São José Almeida, presidente do Conselho Deontológico do Sindicato dos Jornalistas, vê nestes ataques uma forma de condicionar o trabalho dos jornalistas. “São sem dúvida uma forma de tentar condicionar o livre exercício do jornalismo”, garante ao i. Ainda assim, não considera que a “liberdade de imprensa não está em risco nos Estados Unidos”. Já Joaquim Vieira, presidente do Observatório da Imprensa, não tem dúvidas quando afirma que o discurso de Trump é um “ataque à democracia” com uma retórica para tentar esconder as suas mentiras. “É uma pessoa que não está a respeitar a liberdade de imprensa e de escrutínio. Trump mente mais do que diz a verdade. Com um ano e meio de mandato, já ultrapassou as quatro mil mentiras”, diz Vieira ao i.

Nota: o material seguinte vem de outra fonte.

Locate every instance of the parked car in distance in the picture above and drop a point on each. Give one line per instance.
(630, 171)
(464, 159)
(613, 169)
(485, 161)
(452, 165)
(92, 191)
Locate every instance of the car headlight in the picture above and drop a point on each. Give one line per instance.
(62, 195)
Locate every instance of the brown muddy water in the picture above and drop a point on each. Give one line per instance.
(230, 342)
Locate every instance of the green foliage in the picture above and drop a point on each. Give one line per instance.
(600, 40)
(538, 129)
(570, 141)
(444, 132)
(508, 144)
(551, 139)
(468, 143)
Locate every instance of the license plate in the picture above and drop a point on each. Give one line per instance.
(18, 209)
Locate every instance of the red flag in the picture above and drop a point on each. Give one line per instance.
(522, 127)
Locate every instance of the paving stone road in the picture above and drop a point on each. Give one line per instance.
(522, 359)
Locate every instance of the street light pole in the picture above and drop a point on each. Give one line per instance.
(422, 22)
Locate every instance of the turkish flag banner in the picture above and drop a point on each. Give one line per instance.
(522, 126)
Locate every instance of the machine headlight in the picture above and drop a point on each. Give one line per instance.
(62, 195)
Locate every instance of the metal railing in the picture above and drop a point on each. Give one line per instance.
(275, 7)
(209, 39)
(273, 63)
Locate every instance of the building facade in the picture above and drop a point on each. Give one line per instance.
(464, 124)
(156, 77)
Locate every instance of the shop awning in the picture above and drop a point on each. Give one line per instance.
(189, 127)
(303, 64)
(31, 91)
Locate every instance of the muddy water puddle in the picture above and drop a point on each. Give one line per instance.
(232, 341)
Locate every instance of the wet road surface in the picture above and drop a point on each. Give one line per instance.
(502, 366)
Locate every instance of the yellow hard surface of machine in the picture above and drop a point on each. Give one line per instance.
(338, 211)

E a possibilidade de incidentes violentos contra jornalistas não pode ser descartada. “Os ataques feitos nesses termos podem levar, em extremo, a situações de violência. Não diretamente, mas podem influenciar”, refere São José Almeida. Consequência que, explica Vieira, resulta de Trump tentar “virar a opinião pública contra a imprensa”. Entre os apoiantes de Trump, a CNN é hoje vista como uma das principais inimigas de Trump e parte do sistema político que consideram corrupto. No final de julho, um jornalista do mesmo canal televisivo, Jim Acosta, foi vaiado por apoiantes de Trump enquanto cobria um comício presidencial em Tampa Bay, na Flórida. “CNN não presta”, “traidor” e “és um mentiroso” foram alguns dos insultos de que foi alvo.